Meta-Learning Learning to Learn

2019-09-09

Meta-Learning

Meta-learning, also known as “learning to learn”, intends to design models that can learn new skills or adapt to new environments rapidly with a few training examples. There are three common approaches: 1) learn an efficient distance metric (metric-based); 2) use (recurrent) network with external or internal memory (model-based); 3) optimize the model parameters explicitly for fast learning (optimization-based).

Learner and Meta-Learner

Another popular view of meta-learning decomposes the model update into two stages:

A classifier $f_{\theta}$ is the “learner” model, trained for operating a given task;
In the meantime, a optimizer $g_{\phi}$ learns how to update the learner model’s parameters via the support set $S$, $\theta’ = g_\phi(\theta, S)$
Common Approaches to Meta-Learning
There are three common approaches to meta-learning: metric-based, model-based, and optimization-based.

Metric-Based

The core idea in metric-based meta-learning is similar to nearest neighbors algorithms (i.e., k-NN classificer and k-means clustering) and kernel density estimation. The predicted probability over a set of known labels $y$ is a weighted sum of labels of support set samples. The weight is generated by a kernel function $k_{\theta}$, measuring the similarity between two data samples.

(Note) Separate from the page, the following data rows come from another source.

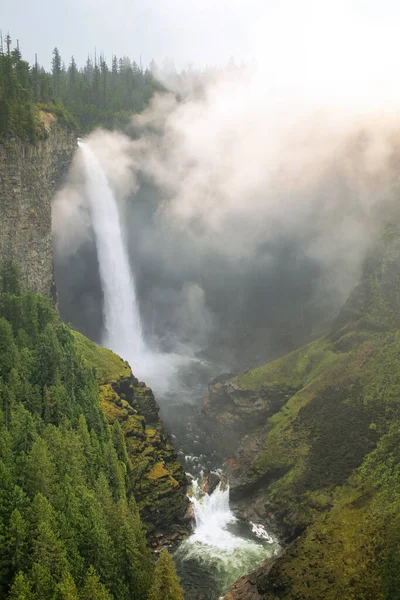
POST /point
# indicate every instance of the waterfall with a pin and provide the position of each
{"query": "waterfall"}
(122, 323)
(123, 328)
(221, 546)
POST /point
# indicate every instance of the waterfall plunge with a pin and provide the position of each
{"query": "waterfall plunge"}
(218, 545)
(123, 327)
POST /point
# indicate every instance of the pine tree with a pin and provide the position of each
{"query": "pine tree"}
(165, 582)
(93, 589)
(66, 589)
(21, 589)
(56, 69)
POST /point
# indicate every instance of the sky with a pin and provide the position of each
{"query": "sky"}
(287, 33)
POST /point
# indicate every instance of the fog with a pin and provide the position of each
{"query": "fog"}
(249, 195)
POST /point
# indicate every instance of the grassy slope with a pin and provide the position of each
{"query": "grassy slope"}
(338, 438)
(157, 477)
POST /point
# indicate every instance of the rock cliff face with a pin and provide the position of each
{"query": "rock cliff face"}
(320, 464)
(28, 176)
(155, 476)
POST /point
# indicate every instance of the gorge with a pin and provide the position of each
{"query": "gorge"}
(228, 385)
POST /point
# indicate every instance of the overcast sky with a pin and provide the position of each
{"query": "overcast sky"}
(203, 31)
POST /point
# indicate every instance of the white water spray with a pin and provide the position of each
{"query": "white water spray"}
(218, 543)
(121, 313)
(123, 327)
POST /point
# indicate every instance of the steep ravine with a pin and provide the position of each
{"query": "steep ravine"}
(316, 450)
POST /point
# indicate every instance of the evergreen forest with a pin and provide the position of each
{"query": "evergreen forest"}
(97, 94)
(69, 525)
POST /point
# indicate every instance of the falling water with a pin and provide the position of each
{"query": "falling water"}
(123, 328)
(222, 548)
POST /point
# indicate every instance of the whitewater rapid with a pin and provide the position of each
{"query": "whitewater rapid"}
(221, 545)
(217, 546)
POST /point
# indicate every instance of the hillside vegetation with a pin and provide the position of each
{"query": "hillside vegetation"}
(96, 95)
(331, 453)
(70, 526)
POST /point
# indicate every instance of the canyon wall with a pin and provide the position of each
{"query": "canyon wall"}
(29, 174)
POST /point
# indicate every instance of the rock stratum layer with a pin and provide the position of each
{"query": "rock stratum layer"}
(28, 177)
(317, 449)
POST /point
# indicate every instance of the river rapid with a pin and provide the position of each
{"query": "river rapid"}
(221, 547)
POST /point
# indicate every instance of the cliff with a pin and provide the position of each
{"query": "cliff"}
(28, 176)
(317, 459)
(155, 476)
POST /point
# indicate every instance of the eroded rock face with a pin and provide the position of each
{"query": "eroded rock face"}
(28, 176)
(230, 412)
(155, 476)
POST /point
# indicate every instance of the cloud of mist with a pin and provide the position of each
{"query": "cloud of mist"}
(250, 202)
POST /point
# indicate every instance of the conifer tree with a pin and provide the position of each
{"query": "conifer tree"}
(66, 589)
(165, 581)
(93, 589)
(21, 589)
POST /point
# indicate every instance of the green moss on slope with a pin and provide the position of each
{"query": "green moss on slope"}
(107, 365)
(336, 446)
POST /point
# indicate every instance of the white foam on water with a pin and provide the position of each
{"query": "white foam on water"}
(122, 322)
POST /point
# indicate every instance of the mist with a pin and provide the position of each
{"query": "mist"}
(249, 198)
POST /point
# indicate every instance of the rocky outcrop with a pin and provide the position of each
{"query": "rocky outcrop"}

$$P_\theta(y \vert \mathbf{x}, S) = \sum_{(\mathbf{x}_i, y_i) \in S} k_\theta(\mathbf{x}, \mathbf{x}_i)y_i$$
where $S$ is the support set.

To learn a good kernel is crucial to the success of a metric-based meta-learning model. Metric learning is well aligned with this intention, as it aims to learn a metric or distance function over objects. The notion of a good metric is problem-dependent. It should represent the relationship between inputs in the task space and facilitate problem solving.

Convolutional Siamese Neural Network

Siamese Neural Network 由两个孪生的网络组成，它们的输出通过一个相似度函数来衡量输入数据点之间的相似性，这两个孪生网络实际上是完全相同的特征提取器，然后再将提取出来的两个特征向量通过一个核函数计算关系。

Koch, Zemel & Salakhutdinov (2015) 提出了基于Siamese Neural Network的方法来解决one-shot的图像分类任务（每一类图片仅有一个标注样本）。整体结构图如下：

The architecture of convolutional siamese neural network for few-show image classification._

首先基于给定的$K$类数据集来构建很多二分类数据集（Support Set），然后在所有二分类数据集上训练一个鉴别模型：判断输入的两张图片是否来自同一个类别。在预测阶段，训练后的siamese network预测所有的输入图片-支持集图片对，最终的结果类别为相似度最高的支持集图片对应的类别。

Matching Networks

The task of Matching Networks (Vinyals et al., 2016) is to learn a classifier $c_{S}$ for any given (small) support set $S=\{x_{i},y_{i}\}^{k}_{i=1}$(k-class classification). This classifier defines a probability distribution over output labels $y$ given a test example $x$. Similar to other metric-based models, the classifier output is defined as a sum of labels of support samples weighted by attention kernel $a(x,x_{i})$ - which should be proportional to the similarity between $x$ and $x_{i}$.

$$c_S(\mathbf{x}) = P(y \vert \mathbf{x}, S) = \sum_{i=1}^k a(\mathbf{x}, \mathbf{x}_i) y_i
\text{, where }S=\{(\mathbf{x}_i, y_i)\}_{i=1}^k$$

The architecture of Matching Networks.

The attention kernel depends on two embedding functions, $f$ and $g$, for encoding the test sample and the support set samples respectively. The attention weight between two data points is the cosine similarity, $cosine(\cdot)$, between their embedding vectors, normalized by softmax:
$$a(\mathbf{x}, \mathbf{x}_i) = \frac{\exp(\text{cosine}(f(\mathbf{x}), g(\mathbf{x}_i))}{\sum_{j=1}^k\exp(\text{cosine}(f(\mathbf{x}), g(\mathbf{x}_j))}$$

Simple Embedding In the simple version, an embedding function is a neural network with a single data sample as input. Potentially we can set $f=g$.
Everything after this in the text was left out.